We will further focus on developing adversarial simulators, where the goal of the simulator would be to detect any possible risks coming from adversarial attacks.
- Supervisors: Prof Emine Yilmaz (UCL Computer Science) and a secondary supervisor (to be confirmed).
- Research themes: Simulation and Interaction
Modern organisations operate cyber-physical systems where digital infrastructure underpins virtually all productive activity. Traditional cybersecurity focuses on prevention, yet breaches are inevitable. When Jaguar Land Rover suffered a ransomware attack, the company couldn't produce a single vehicle for over a month, costing billions and cascading through supply chains. The attack itself was unremarkable; the catastrophic impact came from inadequate recovery capability.

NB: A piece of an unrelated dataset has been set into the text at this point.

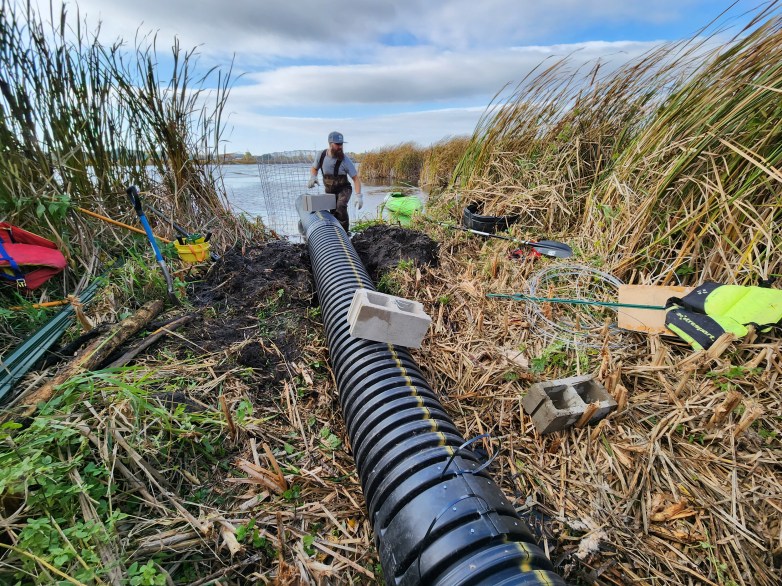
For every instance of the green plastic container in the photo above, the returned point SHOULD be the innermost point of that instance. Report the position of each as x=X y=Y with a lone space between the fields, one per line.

This research challenges the prevailing assumption that cyber resilience means stronger defences. Instead, it asks: how do we design systems and organisations that can rapidly recover from successful attacks? Current business continuity approaches inadequately address cyber-physical integration. We need architectures, processes, and organisational structures that assume breach and prioritise recovery speed. This isn't about damage limitation; it's about maintaining societal and economic function when attacks succeed. As critical infrastructure becomes increasingly digitised, recovery capability becomes a matter of national resilience.
- Supervisors: Dr Ingolf Becker (UCL Security and Crime Science) and a secondary supervisor (to be confirmed).